Em 21 de março de 1899, os irmãos Louis e Auguste Lumière, pioneiros da arte cinematográfica, exibiram filmes, em uma tela grande, para 250 espectadores atônitos no Eden Théatre, em Paris. Foi a primeira vez que imagens em movimento encantaram multidões. Desde então, o cinema se tornou uma das principais, senão a maior de todas, fontes de diversão para pessoas do mundo inteiro. Ao longo da história, não foram poucas as vezes que algum especialista apressado decretou o fim das telonas. Primeiro, com o advento da televisão, que faria sucumbir, na visão dos pessimistas, a paixão pela sétima arte. Depois, disseram alguns, a onda dos streamings certamente acabaria com as velhas películas. Nada disso se confirmou e os cinemas continuaram firmes em sua missão de entreter os fãs. Agora, porém, o mercado vive um movimento diferente. Não é que os filmes vão acabar, mas cada vez mais eles dividirão espaço nas salas de exibição com outras atrações.

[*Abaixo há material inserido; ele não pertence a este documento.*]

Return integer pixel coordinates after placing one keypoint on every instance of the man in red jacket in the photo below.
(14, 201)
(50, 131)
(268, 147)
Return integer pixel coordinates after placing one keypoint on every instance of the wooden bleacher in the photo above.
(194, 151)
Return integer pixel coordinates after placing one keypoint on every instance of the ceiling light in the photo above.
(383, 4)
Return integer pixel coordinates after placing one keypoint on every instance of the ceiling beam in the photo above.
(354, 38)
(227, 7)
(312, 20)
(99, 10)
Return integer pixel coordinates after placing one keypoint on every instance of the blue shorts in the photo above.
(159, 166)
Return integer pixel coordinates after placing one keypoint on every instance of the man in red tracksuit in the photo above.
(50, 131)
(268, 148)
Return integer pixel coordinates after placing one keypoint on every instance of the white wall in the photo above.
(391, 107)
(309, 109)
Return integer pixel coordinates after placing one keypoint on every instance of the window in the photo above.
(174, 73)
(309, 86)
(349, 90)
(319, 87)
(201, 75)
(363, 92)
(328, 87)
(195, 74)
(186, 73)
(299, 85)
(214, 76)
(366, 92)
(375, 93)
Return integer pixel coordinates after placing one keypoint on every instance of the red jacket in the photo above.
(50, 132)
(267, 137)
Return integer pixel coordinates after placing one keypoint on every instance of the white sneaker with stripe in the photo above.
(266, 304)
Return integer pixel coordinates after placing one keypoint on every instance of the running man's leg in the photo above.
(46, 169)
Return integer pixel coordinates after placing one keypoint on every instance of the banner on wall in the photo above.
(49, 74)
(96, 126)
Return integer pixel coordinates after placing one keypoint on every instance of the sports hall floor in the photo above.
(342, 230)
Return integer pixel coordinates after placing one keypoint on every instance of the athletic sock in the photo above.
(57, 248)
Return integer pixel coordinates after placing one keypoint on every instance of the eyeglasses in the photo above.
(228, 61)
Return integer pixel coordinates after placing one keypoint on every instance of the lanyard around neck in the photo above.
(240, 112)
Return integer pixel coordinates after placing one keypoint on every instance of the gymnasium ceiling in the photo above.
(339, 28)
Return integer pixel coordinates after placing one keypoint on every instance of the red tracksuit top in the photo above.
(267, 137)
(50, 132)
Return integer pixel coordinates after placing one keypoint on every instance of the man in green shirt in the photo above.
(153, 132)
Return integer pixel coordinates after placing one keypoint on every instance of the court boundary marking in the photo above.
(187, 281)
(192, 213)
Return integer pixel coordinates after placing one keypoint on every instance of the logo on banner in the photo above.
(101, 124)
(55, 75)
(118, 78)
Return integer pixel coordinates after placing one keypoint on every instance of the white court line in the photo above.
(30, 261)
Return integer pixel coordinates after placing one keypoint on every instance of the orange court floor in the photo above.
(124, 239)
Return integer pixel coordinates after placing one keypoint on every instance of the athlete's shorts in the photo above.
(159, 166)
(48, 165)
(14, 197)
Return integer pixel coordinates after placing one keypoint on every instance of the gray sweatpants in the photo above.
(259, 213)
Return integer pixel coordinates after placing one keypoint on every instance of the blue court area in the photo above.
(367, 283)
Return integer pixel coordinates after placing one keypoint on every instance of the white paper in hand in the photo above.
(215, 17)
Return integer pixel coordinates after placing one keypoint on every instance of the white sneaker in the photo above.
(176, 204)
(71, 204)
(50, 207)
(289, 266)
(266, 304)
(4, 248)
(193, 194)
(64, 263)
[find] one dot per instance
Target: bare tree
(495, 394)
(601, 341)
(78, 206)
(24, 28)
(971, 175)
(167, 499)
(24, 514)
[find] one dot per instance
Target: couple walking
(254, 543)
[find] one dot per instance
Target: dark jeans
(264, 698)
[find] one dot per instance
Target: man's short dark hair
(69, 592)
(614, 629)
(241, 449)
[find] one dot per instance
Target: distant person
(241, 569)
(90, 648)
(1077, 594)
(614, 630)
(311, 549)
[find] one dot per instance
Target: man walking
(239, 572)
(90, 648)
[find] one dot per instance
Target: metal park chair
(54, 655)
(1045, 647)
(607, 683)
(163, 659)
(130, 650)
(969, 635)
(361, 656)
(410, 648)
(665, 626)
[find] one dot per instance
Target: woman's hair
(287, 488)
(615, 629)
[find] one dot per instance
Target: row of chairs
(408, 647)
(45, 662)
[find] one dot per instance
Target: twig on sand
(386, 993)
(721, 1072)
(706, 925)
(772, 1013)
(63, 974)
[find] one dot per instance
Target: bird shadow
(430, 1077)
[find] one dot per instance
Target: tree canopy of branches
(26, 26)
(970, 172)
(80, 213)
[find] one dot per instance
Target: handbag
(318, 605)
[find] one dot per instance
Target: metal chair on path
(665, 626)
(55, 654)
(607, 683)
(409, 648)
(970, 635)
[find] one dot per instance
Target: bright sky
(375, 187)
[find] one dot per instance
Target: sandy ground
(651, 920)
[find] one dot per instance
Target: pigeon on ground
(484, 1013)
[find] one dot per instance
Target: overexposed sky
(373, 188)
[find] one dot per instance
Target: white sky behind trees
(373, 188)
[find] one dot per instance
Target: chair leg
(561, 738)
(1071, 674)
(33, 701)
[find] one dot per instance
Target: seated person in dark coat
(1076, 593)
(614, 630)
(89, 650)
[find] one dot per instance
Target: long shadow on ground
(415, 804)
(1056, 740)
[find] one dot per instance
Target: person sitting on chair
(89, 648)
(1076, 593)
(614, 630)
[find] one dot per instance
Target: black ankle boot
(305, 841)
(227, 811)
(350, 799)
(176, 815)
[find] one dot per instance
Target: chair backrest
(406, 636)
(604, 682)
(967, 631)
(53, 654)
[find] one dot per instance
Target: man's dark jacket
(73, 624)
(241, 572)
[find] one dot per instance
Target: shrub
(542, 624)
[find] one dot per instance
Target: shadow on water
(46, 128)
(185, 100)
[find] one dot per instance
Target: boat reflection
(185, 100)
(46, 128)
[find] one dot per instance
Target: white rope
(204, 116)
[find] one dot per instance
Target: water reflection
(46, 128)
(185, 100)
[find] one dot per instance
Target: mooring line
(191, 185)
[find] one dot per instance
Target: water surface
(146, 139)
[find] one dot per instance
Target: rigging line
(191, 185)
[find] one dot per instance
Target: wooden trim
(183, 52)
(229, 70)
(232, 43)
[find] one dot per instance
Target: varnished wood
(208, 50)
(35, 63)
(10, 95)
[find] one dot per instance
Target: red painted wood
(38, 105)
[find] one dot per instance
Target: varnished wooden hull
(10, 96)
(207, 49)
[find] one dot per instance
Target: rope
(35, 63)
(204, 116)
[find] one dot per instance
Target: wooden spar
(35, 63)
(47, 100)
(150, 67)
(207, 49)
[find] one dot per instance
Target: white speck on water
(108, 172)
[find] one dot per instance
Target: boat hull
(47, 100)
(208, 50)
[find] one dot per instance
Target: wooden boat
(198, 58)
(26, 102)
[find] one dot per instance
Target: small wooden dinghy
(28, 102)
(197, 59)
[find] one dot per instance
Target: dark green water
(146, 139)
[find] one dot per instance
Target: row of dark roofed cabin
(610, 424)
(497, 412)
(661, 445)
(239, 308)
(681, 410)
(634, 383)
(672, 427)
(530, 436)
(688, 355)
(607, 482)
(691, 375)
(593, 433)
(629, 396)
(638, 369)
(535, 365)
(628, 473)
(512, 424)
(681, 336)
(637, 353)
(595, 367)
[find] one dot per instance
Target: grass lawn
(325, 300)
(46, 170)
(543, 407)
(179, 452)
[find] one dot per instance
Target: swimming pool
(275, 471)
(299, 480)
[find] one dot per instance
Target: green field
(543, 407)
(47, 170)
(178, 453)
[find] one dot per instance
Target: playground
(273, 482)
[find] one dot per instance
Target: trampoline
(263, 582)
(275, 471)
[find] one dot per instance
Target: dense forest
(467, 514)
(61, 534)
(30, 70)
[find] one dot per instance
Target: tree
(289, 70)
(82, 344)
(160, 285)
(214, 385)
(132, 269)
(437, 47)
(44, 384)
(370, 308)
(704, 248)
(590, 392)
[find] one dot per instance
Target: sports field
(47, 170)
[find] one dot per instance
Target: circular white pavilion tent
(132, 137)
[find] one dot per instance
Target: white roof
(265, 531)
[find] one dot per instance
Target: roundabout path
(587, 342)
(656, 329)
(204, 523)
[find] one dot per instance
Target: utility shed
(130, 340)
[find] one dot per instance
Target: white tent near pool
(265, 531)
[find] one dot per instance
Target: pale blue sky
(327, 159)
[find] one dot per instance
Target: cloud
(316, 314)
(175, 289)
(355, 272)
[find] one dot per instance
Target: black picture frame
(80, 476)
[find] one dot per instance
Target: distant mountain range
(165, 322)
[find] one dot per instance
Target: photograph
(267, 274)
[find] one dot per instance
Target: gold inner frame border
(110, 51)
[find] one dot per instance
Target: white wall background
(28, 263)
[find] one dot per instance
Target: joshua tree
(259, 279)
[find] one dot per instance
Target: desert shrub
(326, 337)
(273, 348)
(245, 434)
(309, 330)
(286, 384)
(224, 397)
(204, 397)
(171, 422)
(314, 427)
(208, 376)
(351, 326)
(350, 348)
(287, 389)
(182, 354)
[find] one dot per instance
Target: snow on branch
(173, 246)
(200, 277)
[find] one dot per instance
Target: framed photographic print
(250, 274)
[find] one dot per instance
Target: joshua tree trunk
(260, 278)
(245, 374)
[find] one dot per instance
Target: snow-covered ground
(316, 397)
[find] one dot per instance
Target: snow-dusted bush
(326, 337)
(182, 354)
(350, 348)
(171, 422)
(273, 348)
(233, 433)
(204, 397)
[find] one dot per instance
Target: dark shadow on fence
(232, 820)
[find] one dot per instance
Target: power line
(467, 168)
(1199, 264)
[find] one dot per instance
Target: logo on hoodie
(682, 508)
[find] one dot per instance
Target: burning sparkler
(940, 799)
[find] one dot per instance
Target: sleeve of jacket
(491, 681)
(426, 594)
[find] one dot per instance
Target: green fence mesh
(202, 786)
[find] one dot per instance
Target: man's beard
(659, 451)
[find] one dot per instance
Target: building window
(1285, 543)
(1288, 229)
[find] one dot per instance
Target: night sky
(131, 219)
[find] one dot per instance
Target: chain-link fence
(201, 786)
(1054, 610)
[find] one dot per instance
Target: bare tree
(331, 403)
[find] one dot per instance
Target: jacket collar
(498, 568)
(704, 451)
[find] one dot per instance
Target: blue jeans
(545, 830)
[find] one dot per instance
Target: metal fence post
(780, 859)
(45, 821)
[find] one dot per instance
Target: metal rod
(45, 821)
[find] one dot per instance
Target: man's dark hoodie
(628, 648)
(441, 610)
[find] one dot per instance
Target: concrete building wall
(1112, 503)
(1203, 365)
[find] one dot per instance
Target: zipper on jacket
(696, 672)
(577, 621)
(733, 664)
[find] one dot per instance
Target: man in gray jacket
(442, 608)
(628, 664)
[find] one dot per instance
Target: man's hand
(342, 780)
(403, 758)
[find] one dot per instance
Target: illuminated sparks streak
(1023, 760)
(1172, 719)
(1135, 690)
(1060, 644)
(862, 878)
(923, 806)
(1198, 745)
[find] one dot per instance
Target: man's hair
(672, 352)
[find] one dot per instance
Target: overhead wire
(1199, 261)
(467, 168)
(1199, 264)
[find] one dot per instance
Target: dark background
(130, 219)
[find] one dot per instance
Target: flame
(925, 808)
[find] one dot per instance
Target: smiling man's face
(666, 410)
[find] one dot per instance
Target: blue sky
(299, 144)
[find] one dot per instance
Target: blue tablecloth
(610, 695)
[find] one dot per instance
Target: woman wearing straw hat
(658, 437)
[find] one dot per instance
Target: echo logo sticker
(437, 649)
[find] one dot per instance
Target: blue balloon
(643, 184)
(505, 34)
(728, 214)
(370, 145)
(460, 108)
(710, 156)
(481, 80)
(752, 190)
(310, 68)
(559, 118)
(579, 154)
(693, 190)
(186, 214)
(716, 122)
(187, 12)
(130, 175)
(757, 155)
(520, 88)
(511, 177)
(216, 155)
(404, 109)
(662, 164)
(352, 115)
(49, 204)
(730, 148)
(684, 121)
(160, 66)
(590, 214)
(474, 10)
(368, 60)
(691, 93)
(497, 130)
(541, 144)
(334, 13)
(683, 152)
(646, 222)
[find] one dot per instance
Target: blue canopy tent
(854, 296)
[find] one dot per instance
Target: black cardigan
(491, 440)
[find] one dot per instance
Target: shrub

Para driblar os efeitos nefastos da pandemia, que afastaram o público e limitaram o número de lançamentos dos grandes estúdios, as empresas do ramo foram em busca de soluções capazes de fisgar novas audiências. E elas responderam à altura. Recentemente, salas da rede Cinemark espalhadas por dez estados brasileiros lotaram ao transmitir em seus telões a final da Liga Brasileira de Free Fire, jogo de celular que bateu a marca de 1 bilhão de downloads e consiste em uma disputa para ver quem é o último sobrevivente em uma arena.
Não é só isso. As novidades incluem projeções de shows, e alguns dos principais sucessos de público são as apresentações do grupo sul-coreano de K-pop BTS. Também há pouco tempo, o show Permission to Dance on Stage entrou na programação de redes brasileiras poucas horas após a performance original, em Seul. “Essas exibições funcionam de um jeito diferente do cinema tradicional porque são ao vivo e, portanto, únicas e irreprodutíveis”, afirma Adhemar Oliveira, diretor de programação do circuito Itaú Cinemas. Segundo ele, o objetivo dos eventos é criar um clima muito diferente daquele com que o frequentador do cinema está acostumado, o que é algo bastante positivo.
As empresas, de fato, estão reinventando seus espaços. Outra aposta é aproveitar o escurinho do cinema para oferecer experiências imersivas aos espectadores. Um exemplo recente é o evento Gamer Night Uncharted, planejado para agradar aos fãs da saga de games Uncharted, que recentemente ganhou filme homônimo. Segundo a rede Cinemark, a experiência envolve ingresso colecionável, pôster, adesivo e outros conteúdos especiais. “Esses conteúdos são esporádicos e trazem um novo perfil de público”, explica Patrícia Cotta, gerente nacional de marketing do Kinoplex.
Não significa, ressalte-se, que os filmes vão sair da programação dos cinemas. Blockbusters, como são chamadas as produções de grande orçamento e interesse do público, continuam arrecadando muito dinheiro e atraindo os fãs. Lançado há pouco, Homem-Aranha: Sem Volta para Casa arrecadou quase 2 bilhões de dólares, 55 milhões apenas no Brasil. O problema é que as salas estão cada vez mais dependentes desse tipo de produção. A estreia de Doutor Estranho no Multiverso da Loucura, a mais recente produção da Marvel, monopolizou os espaços das grandes redes. Enquanto isso, cinemas tradicionais de rua, como o Belas Artes, em São Paulo, precisaram fazer campanhas de financiamento coletivo para sobreviver à pandemia. No fim de abril, o anexo do Espaço Itaú, também em São Paulo, anunciou seu fechamento após trinta anos para dar lugar a um prédio residencial. Ainda assim, é certo que os cinemas resistirão. Mais de um século depois dos irmãos Lumière, as telonas continuam insubstituíveis.